Sort of martingale stuff, but good job on playing with risk and ignoring targets, get the max from the current stock rally.
This is the opposite of Martingale.
Sort of martingale stuff, but good job on playing with risk and ignoring targets, get the max from the current stock rally.
Opposite to martingale is not to trade at all, I mean guaranteed loss and guaranteed deposit untouched is the very trade-off where many traders go wrong.This is the opposite of Martingale.
Opposite to martingale is not to trade at all, I mean guaranteed loss and guaranteed deposit untouched is the very trade-off where many traders go wrong.
What are your results in the long run? Above breakeven?
Martingale demands enlarging losing positions, increasing capital risk. Pyramiding means adding to winning positions, without increasing capital risk beyond initial limited amount. If this wasn't long-term profitable, I wouldn't have mentioned it. But note that it can only be profitable long-term, as it depends on a small percentage of continuing trends that make exceptional returns possible.
What you say is determining an inception of very long-term trend positive for you and adding increment bids as it evolves in the right side. In my view it becomes extremely difficult to determine what you should when original position is still in profit, while next one caught by short-term trend reversal and goes into negative. Gains from former position works as collateral to latter if we take capital untouched. Instead of taking on decision you take two - what to do with the position which is in profit and second which may lose.
You can with same ease open on big long-term position which lot size equal to the sum of "pyramided" ones, saving on transaction costs.
It just don't make sense to me to use incremental bidding on trend in terms of complicatedness of multiple decision making
%%This is a stock that has doubled and halved repeatedly in the last 5 years.
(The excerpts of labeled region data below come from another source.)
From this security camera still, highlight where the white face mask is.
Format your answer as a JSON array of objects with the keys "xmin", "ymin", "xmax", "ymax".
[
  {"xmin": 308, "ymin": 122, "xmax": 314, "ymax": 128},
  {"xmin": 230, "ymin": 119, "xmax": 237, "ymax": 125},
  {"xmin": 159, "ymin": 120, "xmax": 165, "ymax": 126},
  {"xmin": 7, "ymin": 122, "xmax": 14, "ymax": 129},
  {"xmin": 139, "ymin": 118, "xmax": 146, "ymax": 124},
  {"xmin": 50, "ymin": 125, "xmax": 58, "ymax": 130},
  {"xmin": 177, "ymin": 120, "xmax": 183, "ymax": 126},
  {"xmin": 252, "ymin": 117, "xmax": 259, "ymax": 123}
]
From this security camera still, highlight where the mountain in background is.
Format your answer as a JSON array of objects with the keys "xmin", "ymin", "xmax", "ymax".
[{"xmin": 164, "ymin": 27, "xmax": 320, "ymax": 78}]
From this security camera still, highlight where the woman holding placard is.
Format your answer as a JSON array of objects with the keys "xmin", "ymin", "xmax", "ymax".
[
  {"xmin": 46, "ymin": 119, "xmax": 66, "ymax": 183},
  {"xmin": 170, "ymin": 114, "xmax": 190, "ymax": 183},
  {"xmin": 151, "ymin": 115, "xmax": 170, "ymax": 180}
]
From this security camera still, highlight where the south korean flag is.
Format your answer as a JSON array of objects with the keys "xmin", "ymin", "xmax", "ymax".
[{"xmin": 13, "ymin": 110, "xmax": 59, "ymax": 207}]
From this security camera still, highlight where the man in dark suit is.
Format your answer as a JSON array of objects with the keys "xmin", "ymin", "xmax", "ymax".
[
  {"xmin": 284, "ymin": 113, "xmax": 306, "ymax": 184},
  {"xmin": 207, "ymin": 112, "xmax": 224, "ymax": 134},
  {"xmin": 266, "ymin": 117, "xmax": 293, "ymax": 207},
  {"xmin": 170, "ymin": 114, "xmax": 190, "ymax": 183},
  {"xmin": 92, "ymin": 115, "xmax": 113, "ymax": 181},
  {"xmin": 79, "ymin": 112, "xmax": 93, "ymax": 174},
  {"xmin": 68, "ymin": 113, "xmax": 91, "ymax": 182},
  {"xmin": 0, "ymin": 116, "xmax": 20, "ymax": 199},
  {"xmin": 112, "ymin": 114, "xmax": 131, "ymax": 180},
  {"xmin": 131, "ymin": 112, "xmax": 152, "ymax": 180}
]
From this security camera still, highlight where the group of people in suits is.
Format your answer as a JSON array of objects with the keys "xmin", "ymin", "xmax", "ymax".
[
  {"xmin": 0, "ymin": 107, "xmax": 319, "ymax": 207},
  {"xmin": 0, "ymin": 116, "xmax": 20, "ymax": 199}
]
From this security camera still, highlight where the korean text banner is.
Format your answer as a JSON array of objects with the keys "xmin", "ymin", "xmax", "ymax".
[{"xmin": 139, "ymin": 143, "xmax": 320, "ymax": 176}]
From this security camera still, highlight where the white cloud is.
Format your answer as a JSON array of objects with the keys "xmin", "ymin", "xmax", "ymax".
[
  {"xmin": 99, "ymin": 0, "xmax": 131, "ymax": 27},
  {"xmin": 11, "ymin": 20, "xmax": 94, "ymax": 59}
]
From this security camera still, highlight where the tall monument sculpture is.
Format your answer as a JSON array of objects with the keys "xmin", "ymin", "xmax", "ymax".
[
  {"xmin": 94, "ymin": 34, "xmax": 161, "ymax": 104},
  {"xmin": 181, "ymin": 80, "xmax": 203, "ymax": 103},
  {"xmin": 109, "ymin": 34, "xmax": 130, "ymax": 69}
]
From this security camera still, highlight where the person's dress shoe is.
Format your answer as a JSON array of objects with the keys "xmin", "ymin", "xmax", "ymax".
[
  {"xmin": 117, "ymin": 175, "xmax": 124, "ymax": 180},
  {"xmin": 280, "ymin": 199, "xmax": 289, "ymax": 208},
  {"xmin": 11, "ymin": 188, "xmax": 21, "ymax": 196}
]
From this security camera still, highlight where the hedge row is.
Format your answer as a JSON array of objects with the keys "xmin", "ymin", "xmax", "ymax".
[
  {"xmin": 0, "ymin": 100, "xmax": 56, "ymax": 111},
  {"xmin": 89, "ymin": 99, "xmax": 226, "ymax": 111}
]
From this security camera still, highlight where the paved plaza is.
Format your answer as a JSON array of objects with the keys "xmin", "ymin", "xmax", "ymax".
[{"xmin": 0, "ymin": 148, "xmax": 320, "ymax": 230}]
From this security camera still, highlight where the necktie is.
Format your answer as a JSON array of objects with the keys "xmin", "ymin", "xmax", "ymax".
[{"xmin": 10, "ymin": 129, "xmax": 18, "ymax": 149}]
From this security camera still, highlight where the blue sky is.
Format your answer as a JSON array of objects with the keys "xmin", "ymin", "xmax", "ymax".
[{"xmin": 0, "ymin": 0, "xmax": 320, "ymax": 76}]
This is a lottery-type stock which I would personally avoid. You could play it using regular TA but I suspect it would be hard to trade due to spreads and unpredictable price quote moves. Or you could just take a small position using money you can afford to lose and wait for it to double: it might.
Either way, price is in the highest part of its range over the last 1 year, 2 years and year-to-date, so the odds are you'd be over-paying for a long position at this time.
I'd never consider shorting a stock that's so volatile.
Yep correct. Time, risk and excess returns are main things which present complications, according to this article http://brokerarena.com/forex-education/carry-trade-strategy-tutorial/proactive trading Vs. reactive trading is directly related to the timeframe used imho
%%This is a stock that has doubled and halved repeatedly in the last 5 years. This is a lottery-type stock which I would personally avoid. You could play it using regular TA but I suspect it would be hard to trade due to spreads and unpredictable price quote moves. Or you could just take a small position using money you can afford to lose and wait for it to double: it might.
Either way, price is in the highest part of its range over the last 1 year, 2 years and year-to-date, so the odds are you'd be over-paying for a long position at this time.
I'd never consider shorting a stock that's so volatile.
It just don't make sense to me
... to use incremental bidding on trend in terms of complicatedness of multiple decision making
%%No disrespect, but I think we kind of gathered that when you used the words "sort of Martingale stuff": it has absolutely nothing to do with that at all ... more the opposite, in a sense.
It isn't that, either.
It's simply a very valid and reasonable method of adding to already-winning positions, without ever increasing the net risk beyond that at the point of the original entry.